Esse movimento, ligado à busca da coisa perdida que falta no lugar do


Outro, é causa de sofrimento, que nunca erradica por completo a busca do gozo.
Esta coisa, chamada por Freud de das Ding é por si o objeto que está sempre
perdido e por isso mesmo marcado pela eterna busca de reencontrá-lo. Ao
considerar das Ding como gozo real, fora do sistema, afirma, portanto, que só
temos acesso a este através de um forçamento, por via da transgressão da Lei.
Daí a questão do vício e do prazer da própria transgressão proposta por
Gikovate. A vaidade é um vício e transgressão para uma busca de um objeto
que está sempre perdido.

Referências Bibliográficas

ABL. Dicionário Escolar da língua portuguesa da Academia Brasileira de Letras.
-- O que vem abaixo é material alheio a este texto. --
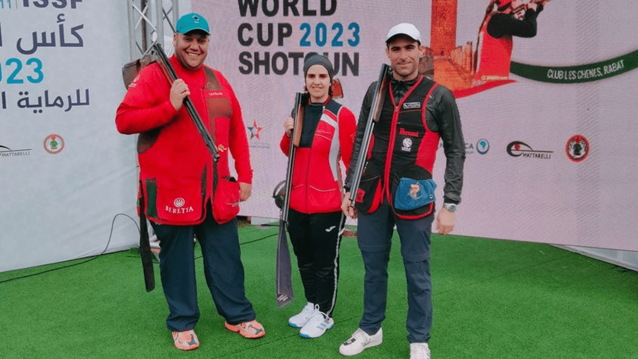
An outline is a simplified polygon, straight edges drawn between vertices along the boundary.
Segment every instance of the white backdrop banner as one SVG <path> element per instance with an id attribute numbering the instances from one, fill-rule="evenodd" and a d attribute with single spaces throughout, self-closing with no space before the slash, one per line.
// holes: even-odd
<path id="1" fill-rule="evenodd" d="M 115 130 L 123 1 L 0 1 L 0 271 L 100 254 L 135 215 L 135 139 Z M 109 250 L 138 238 L 115 220 Z"/>
<path id="2" fill-rule="evenodd" d="M 278 217 L 271 195 L 286 164 L 278 145 L 303 87 L 304 57 L 316 52 L 333 61 L 340 101 L 358 114 L 387 62 L 387 31 L 407 22 L 428 47 L 426 70 L 457 98 L 467 160 L 456 233 L 638 250 L 627 206 L 638 199 L 638 38 L 625 36 L 635 33 L 638 10 L 628 0 L 549 2 L 536 36 L 514 37 L 508 75 L 481 79 L 475 56 L 488 3 L 193 0 L 213 29 L 207 63 L 242 105 L 255 176 L 242 213 Z M 442 150 L 438 157 L 442 185 Z"/>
2 ed. São Paulo: Companhia Editora Nacional, 2008.1312 pp.
FREUD, Sigmund. Três ensaios sobre a teoria da sexualidade. In Um caso de
histeria, três ensaios sobre a teoria da sexualidade e outros trabalhos (1901-
1905). In Obras Completas, volume VII. São Paulo: Imago, 1969. 333 pp.
_______________ O mal-estar na civilização. In O futuro de uma ilusão, o mal-
estar na civilização e outros trabalhos (1927-1931). In Obras Completas, volume
XXI. São Paulo: Imago, 1969. 304 pp.
GIKOVATE, F. Vício dos vícios – um estudo sobre a vaidade humana. São
Paulo: MG Editores Associados, 1987. 154 pp.
LACAN, J. (1959-1960). O seminário, livro 7: A ética da psicanálise. Rio de
Janeiro: Jorge Zahar Editor, 1997. 396 pp.
LAPLANCHE, J; PONTALIS, J. B. Vocabulário da Psicanálise. São Paulo:
Martins Fontes, 2001. 552 pp.
NASIO, J.-D. Édipo: o complexo do qual nenhuma criança escapa. Tradução
André Telles. Rio de Janeiro: Jorge Zahar, 2007.153 pp.